Leslie Basham: Mary Kassian says a lot of women fear that embracing biblical womanhood means losing their personality.

Mary Kassian: “ . . . that if I’m a strong-willed, opinionated, outgoing extrovert, that I have to change, and that’s simply not true.”

Leslie: This is Revive Our Hearts with Nancy Leigh DeMoss for Friday, June 1.

“Sugar and spice and everything nice . . .” A children’s rhyme used to define femininity that way. I doubt most women would embrace that definition in our day. The important thing to understand is, not what nursery rhymes say, and not what the swirl of voices around us says. What matters is what God’s Word says.

Nancy Leigh DeMoss and Mary Kassian have written a workbook that explores a biblical definition of womanhood. It’s called True Woman 101: Divine Design. They’ve invited some friends to discuss chapter three of that book. It’s called Sugar and Spice.

Yesterday we heard part one of the conversation between Nancy, Mary, Kim Wagner, Holly Elliff, and Dannah Gresh.
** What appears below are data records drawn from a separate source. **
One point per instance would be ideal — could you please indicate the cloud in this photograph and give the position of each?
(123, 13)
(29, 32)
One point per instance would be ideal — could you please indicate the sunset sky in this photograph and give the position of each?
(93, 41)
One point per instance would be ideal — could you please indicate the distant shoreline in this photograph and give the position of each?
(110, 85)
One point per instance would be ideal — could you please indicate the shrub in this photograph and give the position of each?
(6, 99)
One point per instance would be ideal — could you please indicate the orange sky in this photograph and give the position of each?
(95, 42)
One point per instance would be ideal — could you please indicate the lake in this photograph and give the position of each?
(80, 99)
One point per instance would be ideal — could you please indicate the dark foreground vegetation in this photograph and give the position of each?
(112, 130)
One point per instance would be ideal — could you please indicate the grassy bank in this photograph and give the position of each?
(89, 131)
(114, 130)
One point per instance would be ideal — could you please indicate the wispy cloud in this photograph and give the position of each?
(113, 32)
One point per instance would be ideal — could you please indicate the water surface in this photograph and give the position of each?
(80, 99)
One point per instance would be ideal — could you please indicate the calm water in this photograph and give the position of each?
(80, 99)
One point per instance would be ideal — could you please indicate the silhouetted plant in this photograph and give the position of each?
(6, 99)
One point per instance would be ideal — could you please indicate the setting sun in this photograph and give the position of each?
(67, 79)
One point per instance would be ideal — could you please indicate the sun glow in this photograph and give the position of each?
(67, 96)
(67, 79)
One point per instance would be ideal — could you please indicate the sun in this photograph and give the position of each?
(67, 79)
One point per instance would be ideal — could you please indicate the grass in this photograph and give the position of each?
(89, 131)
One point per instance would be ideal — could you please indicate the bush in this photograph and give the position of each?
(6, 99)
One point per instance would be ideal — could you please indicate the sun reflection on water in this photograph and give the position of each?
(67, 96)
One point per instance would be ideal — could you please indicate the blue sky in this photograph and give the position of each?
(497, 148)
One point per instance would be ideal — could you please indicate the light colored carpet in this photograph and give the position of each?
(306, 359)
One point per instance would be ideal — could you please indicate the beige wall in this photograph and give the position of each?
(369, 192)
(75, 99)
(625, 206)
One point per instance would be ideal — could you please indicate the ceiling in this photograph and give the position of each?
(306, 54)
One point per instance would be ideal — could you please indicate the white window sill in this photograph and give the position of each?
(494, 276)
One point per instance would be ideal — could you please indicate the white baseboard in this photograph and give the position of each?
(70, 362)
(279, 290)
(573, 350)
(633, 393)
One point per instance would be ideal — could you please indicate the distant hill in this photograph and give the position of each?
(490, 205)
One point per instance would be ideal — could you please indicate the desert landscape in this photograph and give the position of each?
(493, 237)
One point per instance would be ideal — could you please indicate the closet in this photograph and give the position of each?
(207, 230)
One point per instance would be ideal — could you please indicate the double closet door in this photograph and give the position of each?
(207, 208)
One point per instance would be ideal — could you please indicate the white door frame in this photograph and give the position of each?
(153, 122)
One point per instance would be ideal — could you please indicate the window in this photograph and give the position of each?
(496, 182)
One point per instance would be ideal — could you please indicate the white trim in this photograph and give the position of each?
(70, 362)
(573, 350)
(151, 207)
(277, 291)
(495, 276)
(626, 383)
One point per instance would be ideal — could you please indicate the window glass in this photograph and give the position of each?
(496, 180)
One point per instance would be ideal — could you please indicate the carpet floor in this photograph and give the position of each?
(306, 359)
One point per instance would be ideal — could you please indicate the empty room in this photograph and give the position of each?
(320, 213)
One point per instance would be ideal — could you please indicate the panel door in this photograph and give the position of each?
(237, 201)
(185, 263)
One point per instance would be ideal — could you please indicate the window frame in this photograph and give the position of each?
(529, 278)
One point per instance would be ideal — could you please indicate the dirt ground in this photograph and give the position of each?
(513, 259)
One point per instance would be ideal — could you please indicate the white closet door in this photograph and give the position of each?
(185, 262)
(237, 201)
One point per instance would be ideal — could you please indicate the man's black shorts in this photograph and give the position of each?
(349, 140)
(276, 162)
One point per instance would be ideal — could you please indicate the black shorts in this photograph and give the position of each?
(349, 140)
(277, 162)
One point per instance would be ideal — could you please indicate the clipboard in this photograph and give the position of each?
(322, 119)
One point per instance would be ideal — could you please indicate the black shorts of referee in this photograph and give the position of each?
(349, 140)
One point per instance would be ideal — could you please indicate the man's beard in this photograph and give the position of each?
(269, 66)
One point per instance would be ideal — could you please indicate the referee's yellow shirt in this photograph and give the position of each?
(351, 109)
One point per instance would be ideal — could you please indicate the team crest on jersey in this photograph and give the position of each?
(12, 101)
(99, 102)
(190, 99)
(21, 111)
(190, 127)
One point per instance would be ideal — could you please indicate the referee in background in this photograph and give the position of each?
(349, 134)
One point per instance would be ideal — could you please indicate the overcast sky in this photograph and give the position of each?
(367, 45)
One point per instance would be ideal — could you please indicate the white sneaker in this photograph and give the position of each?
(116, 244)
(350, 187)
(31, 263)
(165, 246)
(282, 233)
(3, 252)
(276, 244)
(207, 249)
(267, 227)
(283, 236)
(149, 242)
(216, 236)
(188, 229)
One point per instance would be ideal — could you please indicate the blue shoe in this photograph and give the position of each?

Nancy will pick things back up, talking about nesting.

Nancy Leigh DeMoss: The desire to create a space to nurture relationships. We see that in Scripture, the challenge for women to have a heart for home. Domesticity is the old-fashioned word . . . “domestic.” You hardly hear that word anymore, but that is part of what’s at the core of womanhood—that nesting instinct.

Holly Elliff: We have spent so long now denying that, telling our girls, telling women that being domestic, being in your home is not important, that it doesn’t matter.

Nancy: We've really devalued that calling.

Holly: We've devalued that calling as though it were not something critical to our life as women.

Mary: And yet the Bible lists having a heart for your home as one of the top ten things that women need to learn and need to be mentored in, in Titus chapter 2.

Nancy: A great True Woman passage.

Mary: Exactly . . . having that heart for the home. I think often we think this is just for married women who have children. But I think that it is about womanhood overall. It doesn’t matter what age or stage of life a woman is in, it is about creating that space that’s welcoming and that nurtures life. It doesn’t matter if you’re married, doesn’t matter if you have children. It’s high time that we start valuing the home and start telling women that their homes are important.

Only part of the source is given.